Baltimore named their new football team The Ravens, in honor of Poe -- an alcoholic depressive pedophile who died incoherent in a gutter. Not that there's anything wrong with that.
The Zoo is still more animal prison than zoo, but the inmates are active. The prairie dogs were highly entertaining, as was the polar bear. But the small mammal house is enough to make you join PETA.
We ate lunch at city cafe, near the symphony and allegedly the site of the city's first gay dance club. Original marble floor desparately in need of repair, but holds some sentimental and/or historic value.
The city that invented urban blight and shoebox housing now boasts, "Reading by Nine!" and they don't mean "in the morning." The narrow streets of windowless buildings look like a breath of air could blow them away. Gaping holes in particle board walls, and greasy screenless windows.
But, damn, those crabs.
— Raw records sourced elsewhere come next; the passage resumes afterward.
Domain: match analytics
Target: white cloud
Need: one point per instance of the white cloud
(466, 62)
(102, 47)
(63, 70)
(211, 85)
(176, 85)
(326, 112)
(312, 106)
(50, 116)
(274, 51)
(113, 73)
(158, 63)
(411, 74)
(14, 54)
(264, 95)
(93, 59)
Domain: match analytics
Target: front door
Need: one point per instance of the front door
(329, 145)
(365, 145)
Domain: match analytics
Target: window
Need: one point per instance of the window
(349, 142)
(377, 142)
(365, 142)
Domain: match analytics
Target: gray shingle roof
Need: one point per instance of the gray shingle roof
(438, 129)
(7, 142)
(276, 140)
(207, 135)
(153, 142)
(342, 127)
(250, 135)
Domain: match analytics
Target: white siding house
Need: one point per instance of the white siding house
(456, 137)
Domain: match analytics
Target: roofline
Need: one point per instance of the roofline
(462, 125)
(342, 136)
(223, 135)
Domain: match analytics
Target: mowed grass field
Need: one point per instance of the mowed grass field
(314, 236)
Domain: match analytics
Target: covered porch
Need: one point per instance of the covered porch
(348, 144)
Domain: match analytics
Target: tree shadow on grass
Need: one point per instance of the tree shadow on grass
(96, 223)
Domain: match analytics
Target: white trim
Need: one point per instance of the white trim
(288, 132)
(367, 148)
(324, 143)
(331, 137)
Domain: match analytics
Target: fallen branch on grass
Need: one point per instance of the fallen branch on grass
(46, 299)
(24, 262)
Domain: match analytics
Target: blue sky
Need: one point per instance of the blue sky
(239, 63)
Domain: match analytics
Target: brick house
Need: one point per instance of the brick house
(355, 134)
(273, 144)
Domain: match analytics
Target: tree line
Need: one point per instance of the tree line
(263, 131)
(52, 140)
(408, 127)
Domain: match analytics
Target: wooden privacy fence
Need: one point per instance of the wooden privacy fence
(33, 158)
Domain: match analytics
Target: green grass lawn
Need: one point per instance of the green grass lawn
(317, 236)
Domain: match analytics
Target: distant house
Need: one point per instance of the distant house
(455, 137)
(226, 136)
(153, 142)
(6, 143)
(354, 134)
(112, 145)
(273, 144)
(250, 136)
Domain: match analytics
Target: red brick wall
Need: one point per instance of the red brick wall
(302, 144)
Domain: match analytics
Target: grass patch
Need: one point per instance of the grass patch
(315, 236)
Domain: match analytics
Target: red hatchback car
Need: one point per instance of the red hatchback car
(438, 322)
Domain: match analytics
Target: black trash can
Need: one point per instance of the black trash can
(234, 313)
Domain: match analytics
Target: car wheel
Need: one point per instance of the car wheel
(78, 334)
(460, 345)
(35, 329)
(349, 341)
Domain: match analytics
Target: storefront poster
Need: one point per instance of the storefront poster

The blazing red crabs, smothered in Old Bay, so hot you can't touch them, and the meat falls off, so it really is better to wait, but you just can't stand it. You should order a salad, but you don't -- just the pitcher of beer, a wooden mallet, a plastic knife. Fork? Why bother.
You work up a sweat getting to them, and wonder how Native Americans chose this creature to keep instead of throw back. The second one is the best because it's cooled enough, your technique is better, and you're not full yet ("foo," sat the locals). The sun finally set and the flies went to bed, the breeze dried the sweat on our foreheads and we sailed through #3, deep in conversation and not even noticing.